# Open Baffle for HT



## ///Audience (Jan 31, 2007)

This will be my first thread in the home audio (Other audio w/e) section.

Im pretty new to home audio however my bro and I are looking to compliment his 65" HDMI RP tv!  

being as he just got a job at best buy, hes looking at a decked out klipsch system which he can get for painfully cheap. However, me being the DIYist, ive been looking at other methods.

well i recently stumbled across a photo of an open baffle setup that i love the look/style of. However im not really sure of the driver requried for this to work and what parameters are needed for it to be effective...

also, are there any negative effects to operating open baffle? i would assume effects on low end extension and power handlings, but anything else i should be prepared for?


----------



## |Tch0rT| (May 7, 2005)

Those are variants of the Linkwitz Orion's. http://www.linkwitzlab.com/orion_us.htm 3 way active, Seas Millenium tweets, Seas 7" Excel mids, and Peerless 10" XLS for the bass. You're looking at around $1700+ just for the drivers alone... http://www.madisound.com/catalog/advanced_search_result.php?keywords=orion&x=0&y=0

If I remember correctly that photo might even be DIY's from AJinFL (I think that's his nick) from this forum.

Ryan


----------



## ///Audience (Jan 31, 2007)

|Tch0rT| said:


> even be DIY's from AJinFL (I think that's his nick) from this forum.
> 
> Ryan


It is from him!

and im not looking at that specific driver configuration per say, but rather what qualities qualify a driver to run open baffle.


----------



## havok20222 (Sep 5, 2007)

First question is this. Do you work at a store with a Magnolia or not? If it's Klipsch Synergy I wouldn't even waste your time. It's pretty junky by comparison even to the reference stuff. If you DO work at a store with mag, also look at DefTech and Vienna. Logans are probably more than you may want to pay, but are great as well.


----------



## Neil (Dec 9, 2005)

BassBaller5 said:


> also, are there any negative effects to operating open baffle? i would assume effects on low end extension and power handlings, but anything else i should be prepared for?


Those are the big ones and rather detrimental if reference level HT is what you're after.
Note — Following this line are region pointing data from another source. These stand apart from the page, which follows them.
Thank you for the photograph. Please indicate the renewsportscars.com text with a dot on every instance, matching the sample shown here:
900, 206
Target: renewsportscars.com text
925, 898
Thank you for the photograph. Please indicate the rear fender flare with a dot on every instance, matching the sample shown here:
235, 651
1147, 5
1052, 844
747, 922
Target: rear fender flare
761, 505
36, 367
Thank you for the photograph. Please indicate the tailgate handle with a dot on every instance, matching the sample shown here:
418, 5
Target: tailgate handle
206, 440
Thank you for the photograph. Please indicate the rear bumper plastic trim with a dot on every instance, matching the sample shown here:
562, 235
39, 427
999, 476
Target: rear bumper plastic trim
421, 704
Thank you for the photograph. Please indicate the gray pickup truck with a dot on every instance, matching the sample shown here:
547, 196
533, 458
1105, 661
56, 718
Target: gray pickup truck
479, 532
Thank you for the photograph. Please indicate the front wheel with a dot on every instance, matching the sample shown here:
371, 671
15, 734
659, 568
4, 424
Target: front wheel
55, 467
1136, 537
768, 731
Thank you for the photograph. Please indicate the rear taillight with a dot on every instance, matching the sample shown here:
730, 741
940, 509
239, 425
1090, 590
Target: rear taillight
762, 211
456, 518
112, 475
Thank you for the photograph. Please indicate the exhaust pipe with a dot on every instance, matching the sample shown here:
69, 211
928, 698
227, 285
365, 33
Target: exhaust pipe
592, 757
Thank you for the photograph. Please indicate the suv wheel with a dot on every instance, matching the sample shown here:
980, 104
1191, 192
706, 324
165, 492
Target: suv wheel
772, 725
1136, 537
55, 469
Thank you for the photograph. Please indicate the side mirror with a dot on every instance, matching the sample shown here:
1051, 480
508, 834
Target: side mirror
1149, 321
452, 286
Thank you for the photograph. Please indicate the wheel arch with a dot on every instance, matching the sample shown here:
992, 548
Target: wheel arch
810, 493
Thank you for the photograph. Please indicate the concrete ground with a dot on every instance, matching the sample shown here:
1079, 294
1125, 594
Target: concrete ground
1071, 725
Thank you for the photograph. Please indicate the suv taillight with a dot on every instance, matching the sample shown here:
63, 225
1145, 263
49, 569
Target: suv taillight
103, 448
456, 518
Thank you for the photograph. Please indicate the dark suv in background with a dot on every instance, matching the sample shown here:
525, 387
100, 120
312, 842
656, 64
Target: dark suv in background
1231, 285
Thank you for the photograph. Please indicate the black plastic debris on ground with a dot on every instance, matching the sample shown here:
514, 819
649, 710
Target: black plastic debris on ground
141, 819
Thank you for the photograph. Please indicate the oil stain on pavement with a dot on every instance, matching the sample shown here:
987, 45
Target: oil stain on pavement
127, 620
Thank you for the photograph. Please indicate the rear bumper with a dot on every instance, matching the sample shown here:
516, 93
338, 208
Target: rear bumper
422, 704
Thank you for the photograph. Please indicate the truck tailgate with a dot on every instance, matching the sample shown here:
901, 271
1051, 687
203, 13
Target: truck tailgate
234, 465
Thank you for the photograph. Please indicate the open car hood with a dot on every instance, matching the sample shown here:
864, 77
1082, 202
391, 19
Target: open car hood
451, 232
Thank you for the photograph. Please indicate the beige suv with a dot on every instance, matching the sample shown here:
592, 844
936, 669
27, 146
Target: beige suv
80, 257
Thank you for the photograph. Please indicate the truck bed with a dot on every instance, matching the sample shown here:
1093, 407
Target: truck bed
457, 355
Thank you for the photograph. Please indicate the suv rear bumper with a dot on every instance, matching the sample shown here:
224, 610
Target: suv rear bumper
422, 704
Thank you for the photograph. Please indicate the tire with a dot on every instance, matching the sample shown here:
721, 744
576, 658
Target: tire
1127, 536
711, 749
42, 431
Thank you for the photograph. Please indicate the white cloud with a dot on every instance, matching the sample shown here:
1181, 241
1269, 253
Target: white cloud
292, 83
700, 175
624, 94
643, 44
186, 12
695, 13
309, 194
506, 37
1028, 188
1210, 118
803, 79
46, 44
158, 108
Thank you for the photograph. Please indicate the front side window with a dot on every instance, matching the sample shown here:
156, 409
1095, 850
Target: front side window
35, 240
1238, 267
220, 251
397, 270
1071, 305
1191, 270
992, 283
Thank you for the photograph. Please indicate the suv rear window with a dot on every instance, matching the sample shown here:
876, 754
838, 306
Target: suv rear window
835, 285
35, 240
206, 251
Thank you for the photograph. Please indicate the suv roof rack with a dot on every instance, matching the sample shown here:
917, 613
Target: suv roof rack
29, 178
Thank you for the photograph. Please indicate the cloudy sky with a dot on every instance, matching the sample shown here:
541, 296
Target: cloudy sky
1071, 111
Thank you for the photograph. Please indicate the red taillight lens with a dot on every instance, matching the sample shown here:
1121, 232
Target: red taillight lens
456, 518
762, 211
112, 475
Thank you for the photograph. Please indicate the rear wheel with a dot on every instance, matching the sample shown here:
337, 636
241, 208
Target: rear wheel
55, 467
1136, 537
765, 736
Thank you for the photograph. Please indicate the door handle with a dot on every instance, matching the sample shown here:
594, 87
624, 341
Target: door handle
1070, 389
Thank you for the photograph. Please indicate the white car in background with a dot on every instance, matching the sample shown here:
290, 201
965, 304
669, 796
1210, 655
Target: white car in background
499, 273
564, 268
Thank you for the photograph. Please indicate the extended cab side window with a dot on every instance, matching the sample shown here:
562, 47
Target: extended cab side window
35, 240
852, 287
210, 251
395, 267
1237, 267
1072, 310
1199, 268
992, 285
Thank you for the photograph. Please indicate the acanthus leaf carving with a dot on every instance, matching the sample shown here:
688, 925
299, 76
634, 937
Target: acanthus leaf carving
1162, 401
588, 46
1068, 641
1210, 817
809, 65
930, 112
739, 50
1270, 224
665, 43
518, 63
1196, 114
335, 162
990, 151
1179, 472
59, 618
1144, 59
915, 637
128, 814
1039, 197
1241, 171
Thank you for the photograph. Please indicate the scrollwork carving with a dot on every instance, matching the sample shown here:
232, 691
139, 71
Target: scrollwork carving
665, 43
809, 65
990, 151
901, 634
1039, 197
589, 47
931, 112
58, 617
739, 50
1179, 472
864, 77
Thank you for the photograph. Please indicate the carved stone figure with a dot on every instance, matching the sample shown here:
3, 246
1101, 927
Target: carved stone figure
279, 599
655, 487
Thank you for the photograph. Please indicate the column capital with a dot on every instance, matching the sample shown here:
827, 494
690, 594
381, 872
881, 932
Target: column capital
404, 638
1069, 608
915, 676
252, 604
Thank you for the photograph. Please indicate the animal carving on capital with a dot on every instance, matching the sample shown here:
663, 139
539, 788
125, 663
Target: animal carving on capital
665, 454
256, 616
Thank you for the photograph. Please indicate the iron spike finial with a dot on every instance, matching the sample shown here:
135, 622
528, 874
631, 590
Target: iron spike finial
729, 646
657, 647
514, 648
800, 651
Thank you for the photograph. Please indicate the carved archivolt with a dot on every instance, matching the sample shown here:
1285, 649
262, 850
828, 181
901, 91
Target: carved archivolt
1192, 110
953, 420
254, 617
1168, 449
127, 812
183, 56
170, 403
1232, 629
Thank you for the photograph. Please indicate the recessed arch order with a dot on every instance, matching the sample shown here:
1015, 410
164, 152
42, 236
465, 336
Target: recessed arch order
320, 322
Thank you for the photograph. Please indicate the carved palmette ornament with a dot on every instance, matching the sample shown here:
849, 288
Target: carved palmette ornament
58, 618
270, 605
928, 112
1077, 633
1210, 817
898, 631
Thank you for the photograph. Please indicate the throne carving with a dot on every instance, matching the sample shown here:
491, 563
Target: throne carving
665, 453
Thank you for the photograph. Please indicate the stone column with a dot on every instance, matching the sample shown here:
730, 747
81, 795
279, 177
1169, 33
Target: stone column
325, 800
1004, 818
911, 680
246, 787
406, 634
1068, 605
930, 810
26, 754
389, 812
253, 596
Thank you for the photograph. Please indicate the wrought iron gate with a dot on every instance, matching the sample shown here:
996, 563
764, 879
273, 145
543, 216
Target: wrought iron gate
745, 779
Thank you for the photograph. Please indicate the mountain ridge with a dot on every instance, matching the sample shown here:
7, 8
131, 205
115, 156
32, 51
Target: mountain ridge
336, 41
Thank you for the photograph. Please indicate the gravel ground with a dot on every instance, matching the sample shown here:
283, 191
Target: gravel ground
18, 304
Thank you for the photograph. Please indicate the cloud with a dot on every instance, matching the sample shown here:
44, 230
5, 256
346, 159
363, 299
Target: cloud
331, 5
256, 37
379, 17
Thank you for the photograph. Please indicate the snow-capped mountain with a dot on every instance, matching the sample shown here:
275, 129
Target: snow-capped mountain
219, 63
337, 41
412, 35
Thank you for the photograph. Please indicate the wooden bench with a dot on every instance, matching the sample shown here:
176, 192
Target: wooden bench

For home audio and just casual HT, you should be fine.

Generally speaking, higher Q drivers tend to work better OB. But anything is workable with the right crossover or EQ work, which is the big question to me....will you be designing this from beginning to end and will it be passive or active?


----------



## ///Audience (Jan 31, 2007)

Thanks guys, thats what i was looking for. 

O and yes they do carry the Synergy, yet he can order the Reference IV (an RF-62) for 200 a piece!


----------



## kappa546 (Apr 11, 2005)

i wouldn't start with an OB speaker as my first ht project


----------